Os sucessos obtidos na Primeira Batalha de Guararapes tiveram grande repercussão em Portugal e nos demais Núcleos da Colônia, provocando mudanças de intenções da Coroa Portuguesa e de prognósticos para uma possível vitória final, com a expulsão total dos invasores holandeses.

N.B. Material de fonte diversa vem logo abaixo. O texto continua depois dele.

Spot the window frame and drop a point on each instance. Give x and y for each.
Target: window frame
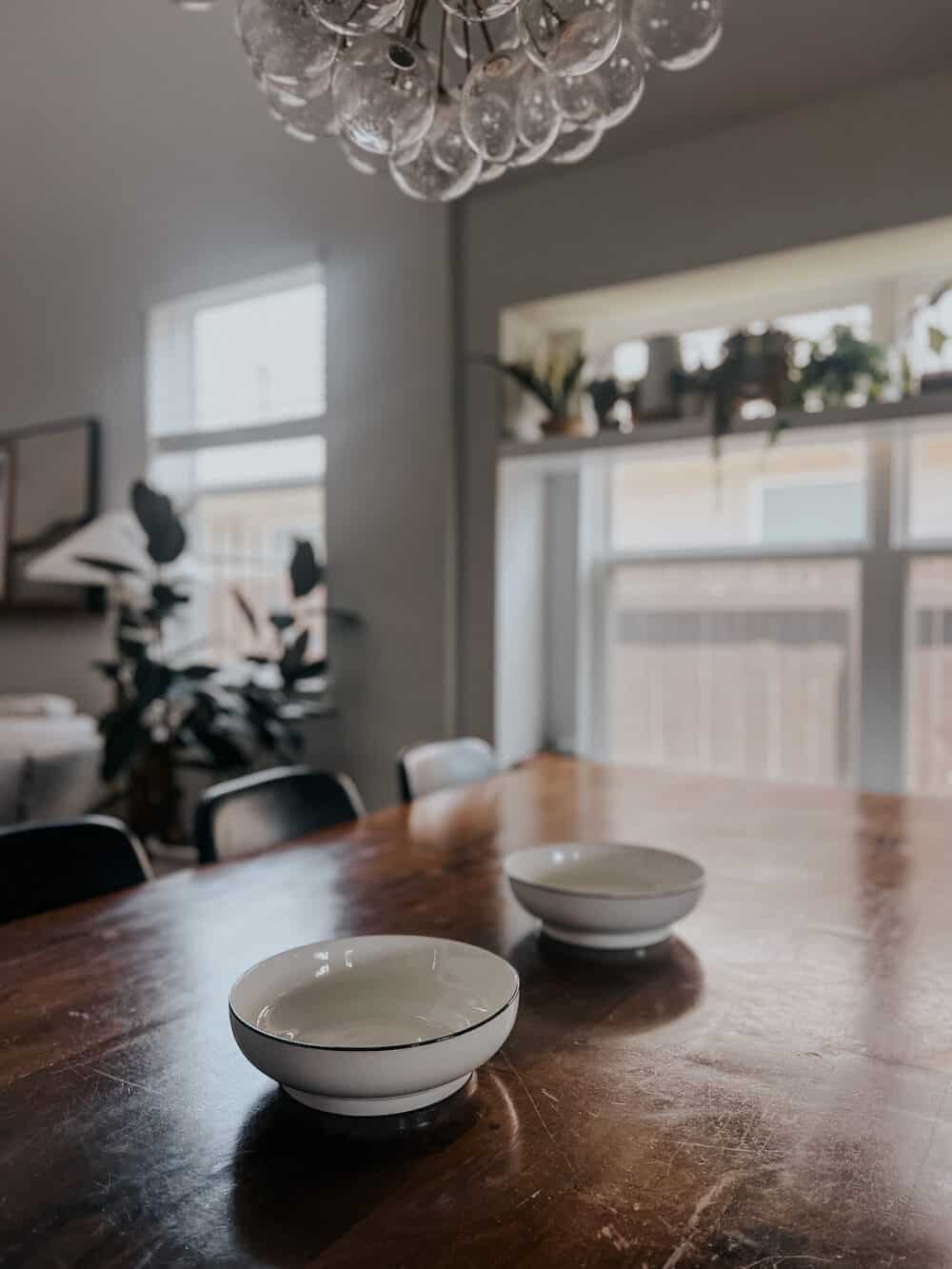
(170, 368)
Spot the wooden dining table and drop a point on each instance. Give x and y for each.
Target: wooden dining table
(772, 1088)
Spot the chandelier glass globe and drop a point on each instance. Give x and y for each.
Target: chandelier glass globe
(444, 167)
(623, 79)
(678, 34)
(478, 10)
(478, 39)
(307, 111)
(358, 159)
(282, 41)
(537, 110)
(570, 37)
(451, 94)
(582, 98)
(489, 106)
(575, 141)
(356, 16)
(384, 91)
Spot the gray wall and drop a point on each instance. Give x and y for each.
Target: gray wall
(137, 164)
(821, 172)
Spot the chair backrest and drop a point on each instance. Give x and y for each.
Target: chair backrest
(263, 810)
(52, 863)
(445, 764)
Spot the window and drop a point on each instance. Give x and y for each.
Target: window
(737, 669)
(236, 389)
(929, 490)
(670, 498)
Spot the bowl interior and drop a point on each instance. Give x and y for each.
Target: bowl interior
(605, 871)
(383, 991)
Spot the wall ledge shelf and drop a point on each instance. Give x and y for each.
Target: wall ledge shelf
(927, 406)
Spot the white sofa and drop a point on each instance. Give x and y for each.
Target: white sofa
(49, 766)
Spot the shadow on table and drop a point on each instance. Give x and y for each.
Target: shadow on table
(303, 1180)
(566, 990)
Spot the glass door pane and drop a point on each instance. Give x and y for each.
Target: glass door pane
(737, 669)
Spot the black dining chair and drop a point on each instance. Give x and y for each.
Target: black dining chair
(445, 764)
(51, 863)
(263, 810)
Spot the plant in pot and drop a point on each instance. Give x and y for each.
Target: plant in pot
(842, 369)
(170, 713)
(613, 404)
(939, 339)
(555, 389)
(281, 640)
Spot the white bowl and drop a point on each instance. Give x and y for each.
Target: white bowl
(605, 896)
(375, 1025)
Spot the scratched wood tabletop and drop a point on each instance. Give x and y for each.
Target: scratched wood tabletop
(771, 1089)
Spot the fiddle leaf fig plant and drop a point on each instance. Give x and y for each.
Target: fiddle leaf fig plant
(169, 712)
(282, 643)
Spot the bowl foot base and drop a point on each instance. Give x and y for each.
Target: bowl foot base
(366, 1107)
(607, 942)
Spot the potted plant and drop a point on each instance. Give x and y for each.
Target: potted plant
(171, 713)
(555, 389)
(842, 369)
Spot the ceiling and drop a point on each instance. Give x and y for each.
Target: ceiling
(128, 81)
(780, 53)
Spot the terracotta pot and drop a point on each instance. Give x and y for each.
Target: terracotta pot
(559, 426)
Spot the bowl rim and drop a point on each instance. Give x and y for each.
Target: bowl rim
(635, 896)
(371, 1048)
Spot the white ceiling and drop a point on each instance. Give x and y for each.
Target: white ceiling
(780, 53)
(126, 79)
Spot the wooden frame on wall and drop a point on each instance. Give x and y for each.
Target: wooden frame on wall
(50, 479)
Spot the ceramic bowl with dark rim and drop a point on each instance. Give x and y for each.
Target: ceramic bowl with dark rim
(377, 1024)
(605, 896)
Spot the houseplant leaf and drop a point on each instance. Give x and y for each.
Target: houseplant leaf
(526, 377)
(246, 609)
(937, 340)
(112, 566)
(307, 572)
(151, 679)
(166, 532)
(124, 738)
(569, 382)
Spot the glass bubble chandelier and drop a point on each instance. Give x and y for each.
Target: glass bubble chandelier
(448, 94)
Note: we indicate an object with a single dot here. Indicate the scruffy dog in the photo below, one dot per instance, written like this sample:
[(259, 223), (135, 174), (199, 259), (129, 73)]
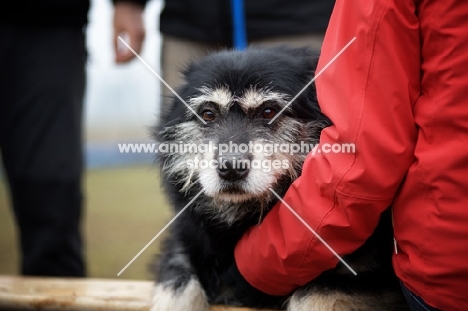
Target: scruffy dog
[(220, 161)]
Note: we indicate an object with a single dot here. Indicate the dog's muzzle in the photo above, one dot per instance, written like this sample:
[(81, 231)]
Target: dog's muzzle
[(234, 166)]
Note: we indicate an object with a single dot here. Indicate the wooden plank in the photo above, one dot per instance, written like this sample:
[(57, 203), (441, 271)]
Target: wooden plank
[(73, 294)]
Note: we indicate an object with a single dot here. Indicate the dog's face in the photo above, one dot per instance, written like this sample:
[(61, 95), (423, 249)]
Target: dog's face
[(243, 132)]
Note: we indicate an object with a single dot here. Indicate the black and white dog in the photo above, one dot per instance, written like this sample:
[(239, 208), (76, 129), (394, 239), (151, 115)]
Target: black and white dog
[(232, 97)]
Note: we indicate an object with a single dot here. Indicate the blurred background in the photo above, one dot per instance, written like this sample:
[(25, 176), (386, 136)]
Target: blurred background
[(124, 205)]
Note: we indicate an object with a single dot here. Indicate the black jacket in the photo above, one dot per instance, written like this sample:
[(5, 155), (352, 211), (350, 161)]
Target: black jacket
[(44, 13), (210, 20)]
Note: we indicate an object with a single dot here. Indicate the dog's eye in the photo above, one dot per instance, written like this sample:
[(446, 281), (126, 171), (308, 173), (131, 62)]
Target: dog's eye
[(268, 113), (208, 115)]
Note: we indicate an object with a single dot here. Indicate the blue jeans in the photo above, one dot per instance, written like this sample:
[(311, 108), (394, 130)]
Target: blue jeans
[(415, 303)]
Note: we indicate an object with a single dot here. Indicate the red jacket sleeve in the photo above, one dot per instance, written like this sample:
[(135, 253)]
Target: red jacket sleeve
[(368, 93)]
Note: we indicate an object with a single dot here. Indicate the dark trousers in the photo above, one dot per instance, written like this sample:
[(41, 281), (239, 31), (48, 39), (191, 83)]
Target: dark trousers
[(42, 81)]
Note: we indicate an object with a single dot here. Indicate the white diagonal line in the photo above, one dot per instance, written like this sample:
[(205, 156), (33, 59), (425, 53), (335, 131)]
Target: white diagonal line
[(313, 231), (161, 79), (313, 79), (160, 232)]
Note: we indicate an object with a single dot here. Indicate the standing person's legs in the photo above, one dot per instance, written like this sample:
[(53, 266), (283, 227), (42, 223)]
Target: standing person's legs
[(42, 72), (312, 41)]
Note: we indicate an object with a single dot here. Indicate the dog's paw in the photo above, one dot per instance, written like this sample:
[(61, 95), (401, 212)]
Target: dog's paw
[(189, 297), (332, 302)]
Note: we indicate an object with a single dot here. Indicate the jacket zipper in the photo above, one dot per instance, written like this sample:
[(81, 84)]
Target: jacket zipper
[(395, 244)]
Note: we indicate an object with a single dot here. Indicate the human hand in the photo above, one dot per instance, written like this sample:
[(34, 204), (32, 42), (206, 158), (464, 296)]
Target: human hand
[(128, 21)]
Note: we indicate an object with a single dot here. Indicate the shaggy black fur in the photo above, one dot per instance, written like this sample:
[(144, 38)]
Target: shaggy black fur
[(201, 241)]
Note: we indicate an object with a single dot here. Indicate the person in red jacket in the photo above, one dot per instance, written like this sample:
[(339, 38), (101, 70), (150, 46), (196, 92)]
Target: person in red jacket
[(399, 93)]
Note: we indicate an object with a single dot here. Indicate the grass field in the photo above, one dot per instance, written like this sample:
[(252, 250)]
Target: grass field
[(124, 210)]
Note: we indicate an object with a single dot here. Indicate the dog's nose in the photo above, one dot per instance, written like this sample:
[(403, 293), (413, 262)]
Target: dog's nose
[(233, 166)]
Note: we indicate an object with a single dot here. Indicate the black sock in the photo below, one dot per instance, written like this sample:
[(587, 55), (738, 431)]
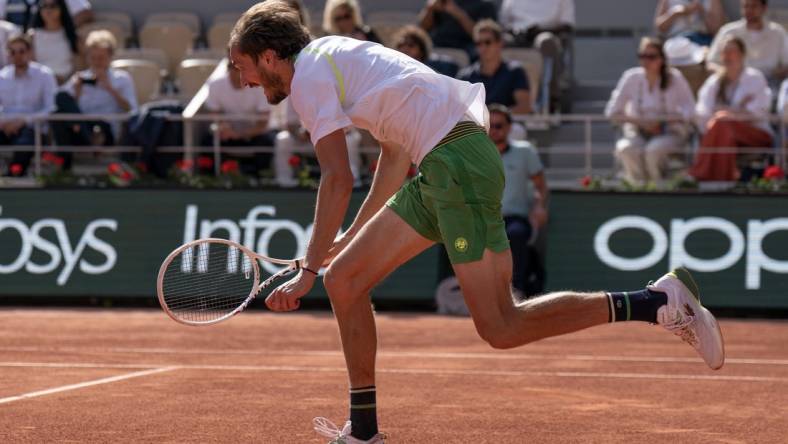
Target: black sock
[(363, 414), (635, 305)]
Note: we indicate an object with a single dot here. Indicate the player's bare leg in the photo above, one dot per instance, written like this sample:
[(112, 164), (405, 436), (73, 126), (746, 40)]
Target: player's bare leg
[(486, 286), (382, 245)]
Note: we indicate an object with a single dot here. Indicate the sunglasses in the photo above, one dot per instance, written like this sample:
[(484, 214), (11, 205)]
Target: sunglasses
[(648, 56), (343, 17)]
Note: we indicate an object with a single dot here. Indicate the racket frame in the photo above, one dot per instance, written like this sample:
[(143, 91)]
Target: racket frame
[(291, 266)]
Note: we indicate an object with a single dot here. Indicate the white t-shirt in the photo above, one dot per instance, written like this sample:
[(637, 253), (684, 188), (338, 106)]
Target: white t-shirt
[(520, 15), (53, 50), (752, 83), (767, 49), (225, 98), (341, 82), (634, 98)]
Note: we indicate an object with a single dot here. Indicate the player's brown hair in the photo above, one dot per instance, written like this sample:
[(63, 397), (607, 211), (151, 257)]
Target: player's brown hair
[(271, 25)]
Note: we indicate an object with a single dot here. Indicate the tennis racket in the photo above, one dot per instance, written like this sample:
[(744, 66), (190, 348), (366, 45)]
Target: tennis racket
[(209, 280)]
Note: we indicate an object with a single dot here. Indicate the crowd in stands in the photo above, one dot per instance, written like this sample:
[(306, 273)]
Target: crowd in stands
[(734, 68)]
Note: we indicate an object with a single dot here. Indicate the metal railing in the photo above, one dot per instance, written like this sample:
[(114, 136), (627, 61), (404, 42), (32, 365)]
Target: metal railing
[(190, 149)]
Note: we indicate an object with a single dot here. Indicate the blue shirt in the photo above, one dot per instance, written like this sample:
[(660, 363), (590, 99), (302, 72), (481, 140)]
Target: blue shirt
[(30, 93), (501, 86)]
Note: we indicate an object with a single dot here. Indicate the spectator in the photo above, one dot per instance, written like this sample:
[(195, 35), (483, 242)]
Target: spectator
[(413, 41), (654, 101), (542, 25), (505, 81), (99, 89), (54, 38), (21, 12), (26, 88), (767, 48), (697, 20), (732, 111), (7, 30), (524, 196), (343, 17), (293, 139), (450, 22), (226, 94)]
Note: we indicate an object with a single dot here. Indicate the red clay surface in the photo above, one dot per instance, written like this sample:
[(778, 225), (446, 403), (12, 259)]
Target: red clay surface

Segunda Batalha de Guararapes
Após a Primeira Batalha de Guararapes, os holandeses permaneceram sitiados no Recife, de onde só podiam sair pelo mar. Para desvencilharem-se da insultante posição, eles tentaram novamente sair por terra da cidade. Seus objetivos eram romper o cerco, antecipar-se na ocupação do Boqueirão e prosseguir para conquistar o sul de Pernambuco. Na noite de 17 para 18 de fevereiro de 1649, o Exército Holandês partiu com 10 regimentos e mais de 3.500 homens para os Montes Guararapes, onde ocupou posições em dispositivo de expectativa. Os luso-brasileiros tomaram conhecimento dos movimentos do inimigo e o Mestre-de-Campo Barreto de Menezes deu ordens ao Exército Patriota para que rumasse em direção aos Montes Guararapes e ocupasse posições ao sul, surpreendendo o oponente. Na manhã de 19 de fevereiro de 1649, foi ordenado o ataque. As tropas holandesas foram encurraladas, de novo, pelos soldados patrióticos em Guararapes, acabando obrigadas a recuar em pânico para o Recife, onde permaneceram na situação de prisioneiros até 1654.
Na Segunda Batalha dos Guararapes, mais de 1.000 homens do Exército Holandês foram mortos ou presos, contra apenas 40 mortos e 200 feridos do lado das tropas luso-brasileiras.

A rendição holandesa
A Insurreição Pernambucana conseguiu seu intento final quando os holandeses, enfraquecidos após uma Guerra contra a Inglaterra (1652), retiraram-se do solo pátrio, após a Rendição na Campina da Taborda, assinada pelo Comandante Sigismundo Von Schkoppe, em 24 de janeiro de 1654.
A soberania portuguesa sobre a Vila do Recife foi reconhecida pela Holanda no Tratado de Paz de Haia, de 1661.
Mas para que desistissem definitivamente das terras coloniais na América, Portugal teve que pagar pesada indenização aos holandeses.

O legado
Os episódios históricos nos Montes Guararapes são celebrados como os primeiros momentos em que os habitantes da América Portuguesa ajudaram a moldar aquilo que se tornaria a identidade brasileira, pois, pela primeira vez, os principais grupos étnicos do futuro país se uniram para rechaçar a fragmentação do território.
O dia 19 de abril, data da Primeira Batalha dos Guararapes, foi consagrado como o Dia do Exército Brasileiro, uma vez que aquele momento representou, simbolicamente, a mobilização inédita de um exército genuinamente nacional.